Everyone knows that Europe is divided into the Periphery (aka the PIIGS), and the Core (aka the countries that are supposed to be safe). What everyone also knows, is that the core, naively represented by Germany and France, supposedly has homogeneous distribution of economic growth and prospects. That all changed last year, when France moved from being a AAA-rated country, to a fallen superduper angel following the Moody's downgrade to AA+. Yet nowhere is the glaring divergence between these two formerly comparable economies than in the two articles cited below, both from the same publication, and both from today.
The winners [8]:
Volkswagen's German workers win 4.3% pay rise
May 31, 2012 07:46 CET
HANNOVER, Germany -- Volkswagen agreed with the IG Metall union to raise wages for German workers by 4.3 percent over 13 months, echoing a pay contract signed by the union for the country's industry-wide engineering staff.
The pay rise for 97,000 VW production workers and 5,000 employees at the company's financial services division will take effect June 1, VW said in a statement on Thursday.
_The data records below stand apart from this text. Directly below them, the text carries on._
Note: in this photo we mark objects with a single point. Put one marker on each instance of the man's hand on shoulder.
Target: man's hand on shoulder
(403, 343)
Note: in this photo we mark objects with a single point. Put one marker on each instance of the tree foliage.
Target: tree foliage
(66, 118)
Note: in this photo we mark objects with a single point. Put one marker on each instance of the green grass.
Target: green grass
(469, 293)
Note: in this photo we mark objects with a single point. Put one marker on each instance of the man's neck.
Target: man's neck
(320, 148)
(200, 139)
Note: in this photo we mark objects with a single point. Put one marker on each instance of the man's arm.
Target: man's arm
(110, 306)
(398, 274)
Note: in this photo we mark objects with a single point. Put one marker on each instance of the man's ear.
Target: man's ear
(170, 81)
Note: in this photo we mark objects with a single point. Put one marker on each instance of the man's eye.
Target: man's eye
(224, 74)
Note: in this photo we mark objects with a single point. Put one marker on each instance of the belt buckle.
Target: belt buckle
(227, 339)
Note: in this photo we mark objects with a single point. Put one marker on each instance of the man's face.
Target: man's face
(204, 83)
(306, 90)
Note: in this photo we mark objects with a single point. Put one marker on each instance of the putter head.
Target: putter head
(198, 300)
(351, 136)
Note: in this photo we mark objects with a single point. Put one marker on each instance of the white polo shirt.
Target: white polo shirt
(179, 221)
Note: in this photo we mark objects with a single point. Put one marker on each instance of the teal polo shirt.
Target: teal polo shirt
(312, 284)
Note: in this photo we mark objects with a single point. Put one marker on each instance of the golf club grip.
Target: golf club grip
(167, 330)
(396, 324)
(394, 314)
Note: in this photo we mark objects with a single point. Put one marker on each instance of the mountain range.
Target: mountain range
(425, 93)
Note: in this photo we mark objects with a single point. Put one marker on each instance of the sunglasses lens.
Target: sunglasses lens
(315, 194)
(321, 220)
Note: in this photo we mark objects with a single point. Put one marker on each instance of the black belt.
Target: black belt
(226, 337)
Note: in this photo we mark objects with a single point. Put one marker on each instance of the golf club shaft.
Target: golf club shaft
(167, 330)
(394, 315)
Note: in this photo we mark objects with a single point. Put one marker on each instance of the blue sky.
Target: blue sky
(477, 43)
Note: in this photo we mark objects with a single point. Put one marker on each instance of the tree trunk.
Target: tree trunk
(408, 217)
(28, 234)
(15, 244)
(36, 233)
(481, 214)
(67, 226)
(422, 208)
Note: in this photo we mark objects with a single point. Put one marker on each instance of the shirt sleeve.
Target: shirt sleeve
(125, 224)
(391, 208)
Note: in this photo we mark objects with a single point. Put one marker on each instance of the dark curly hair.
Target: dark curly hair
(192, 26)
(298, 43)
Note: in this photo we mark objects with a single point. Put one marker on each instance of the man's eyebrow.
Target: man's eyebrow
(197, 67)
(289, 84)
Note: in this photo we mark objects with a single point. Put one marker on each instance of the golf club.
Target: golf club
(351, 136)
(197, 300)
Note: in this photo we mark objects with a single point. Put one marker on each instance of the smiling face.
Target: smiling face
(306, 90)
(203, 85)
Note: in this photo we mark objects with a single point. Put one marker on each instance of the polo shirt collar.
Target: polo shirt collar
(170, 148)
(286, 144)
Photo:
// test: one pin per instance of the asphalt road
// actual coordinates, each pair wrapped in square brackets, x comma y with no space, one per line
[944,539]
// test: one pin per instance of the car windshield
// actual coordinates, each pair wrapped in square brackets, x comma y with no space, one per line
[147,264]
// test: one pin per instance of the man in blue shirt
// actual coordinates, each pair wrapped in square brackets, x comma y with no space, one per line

The new pay accord also includes provisions to hire 3,000 temporary workers and take on an additional 175 trainees a year.
"This is a very good and acceptable compromise," IG Metall chief negotiator Hartmut Meine said on Thursday at a press conference in Hanover.
VW's new in-house wage deal, signed after all-night negotiations, reflects a salary agreement reached between IG Metall and employers on May 19 for 3.6 million engineering workers across Germany, affecting staff at companies including Daimler and BMW.
"Workers will earn a decent pay increase," Martin Rosik, VW's chief negotiator said at the press conference.
And the losers [9]:
PSA seeks job cuts, pay freeze at French plant, unions say
May 31, 2012 08:58 CET
PARIS -- PSA/Peugeot-Citroen has asked workers at its Sevelnord plant in northern France to agree to a pay freeze, hundreds of job cuts and other concessions, or face possible closure, officials at two unions said.
The company is opening talks on plans to reduce the threatened plant's 2,700-strong workforce, freeze salaries for at least three years, reduce leave and impose more flexible hours, CGT and CGC union representatives said.
PSA declined to comment on plans for Sevelnord. Its ultimatum, if confirmed, echoes tactics successfully employed to win concessions from workers at Fiat's Pomigliano factory near Naples, Italy, and General Motors' Vauxhall plant in Ellesmere Port, north-west England.
"This amounts to industrial blackmail," said Ludovic Bouvier of the CGT, PSA's biggest union. "They want us to set an example that workers in the rest of the group's factories will eventually have to follow."
Q.E.D.
But if people are finally waking up from their "core" cognitive dissonance, just wait until we actually have to split the atom, or in this case Germany, into its constitent West and East parts, as the second law of thermodynamics confirms that it is far more powerful than any central planner.